Proposed model for the structures of 3AB and 3A on membranes and initiation of poliovirus replication. The P3 precursor is processed by proteinase 3CD^pro to yield 3AB and 3CD^pro. 3AB interacts with membranes forming a non-TM configuration and its VPg domain binds 3D^pol to the membranes.

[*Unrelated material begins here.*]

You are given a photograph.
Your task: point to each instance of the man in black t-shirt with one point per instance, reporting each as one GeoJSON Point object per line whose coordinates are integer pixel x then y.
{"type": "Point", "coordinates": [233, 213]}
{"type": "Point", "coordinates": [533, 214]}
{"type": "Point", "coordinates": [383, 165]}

Protein 3CD^pro cleaves off VPg releasing the 3A protein, which then assumes both a TM and a non-TM form. 3D^pol, complexed with VPg, then interacts with the 3C^pro domain of 3CD^pro. Through its RNA binding domain 3CD^pro binds the entire complex to the cre(2C) RNA structure where the uridylylation of VPg takes place yielding VPgpUpU. The 3A(B) interaction with 2B(C) is not indicated on the model because we do not yet know whether this interaction is required during the initiation of RNA replication.